The concept of original sin is one of the most far reaching and controversial ideas in theology. Is each individual, as a descendent of the Biblical Adam in the garden of Eden, somehow marred or flawed by the actions of that iconic figure?
Setting aside for the moment questions about the historical validity of the Genesis account and whether such an individual even existed, the core issue has to do with human nature. Are human beings inherently good or evil? Is human nature flawed so that even a newborn baby is not entirely pure or innocent? Does each person inherent a tendency toward selfishness and rebellion by the simple fact of being incarnate in a physical body?
The Edgar Cayce readings define sin as a mistake or error – missing the mark. From the Cayce perspective, the sin of Adam that is common to all humanity is that humans are so caught up in themselves and their own problems, that they do not recognize the spirit that connects all that is. There is also the human tendency for willful disobedience. As co-creative companions with God, souls were not intended to enter into flesh bodies on earth.
Having made that choice, all must meet the consequences of that disobedience in terms of the laws of materiality – pain and suffering, death of the physical body, an exaggerated sense of separation that can feel like isolation from the Source. In this context, as souls who have made the choice to enter materiality in flesh bodies, each have a part in that original sin or mistake at a fundamental level.

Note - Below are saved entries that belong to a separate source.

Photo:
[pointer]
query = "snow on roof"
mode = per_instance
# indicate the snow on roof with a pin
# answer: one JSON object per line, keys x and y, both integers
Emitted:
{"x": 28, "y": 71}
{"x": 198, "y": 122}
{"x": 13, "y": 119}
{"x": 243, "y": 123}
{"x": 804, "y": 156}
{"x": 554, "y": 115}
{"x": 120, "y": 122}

Having become involved in material experience on this planet, souls must attend to the lessons of life, evolving back toward the source as part of a broader cosmic educational program of soul development.
In the classroom of earthly experience, there must be some criteria for advancement – a grading system with tests and feedback to keep the process moving forward. Righteousness and sin are terms used to describe the extremes of progress in soul development – in other words, passing or failing.
In some spiritual traditions, righteousness and sin are judged by definite standards attributed to divine proclamation and encoded as laws or rules of behavior. One who plays by the rules is righteous – to break a rule is sin.
In societies in which church and state are united, religious rules take on a legal status as the law of the land. In such situations, righteousness and sin is an outward expression of obedience to an objective standard of behavior. Those in authority judge the righteousness or sin of others.
Of course, the question arises as to whether this is the optimal arrangement for soul development. There is another approach to righteousness and sin that is more personal and subjective.
Rather than viewing proper behavior as a rigid, external standard, righteousness is based on inner attunement to the will of God, with each individual as the judge of his or her own attunement. The examination process is a personal matter for each soul. It involves self-analysis – looking within for the standard by which self is judged. Therefore, one person may not judge the righteousness or sin of another. What is righteousness for one individual may be sin to another.
The determination of righteousness versus sin is relative to the unique circumstances and intentions of each individual. To intend, or even try to do good is counted as righteousness. When in doubt, doing the best that you know to do is counted as righteousness.
Thus the standard for righteousness is attunement to the still small voice within and working with a spiritual ideal daily, based on that inner attunement with the divine. Sin is a failure or misapplication of attunement to God’s purpose.
As the soul consciously chooses righteousness and expresses the spirit of righteousness as a way of life, it grows and evolves toward the Source as companion and co-creator with the Divine.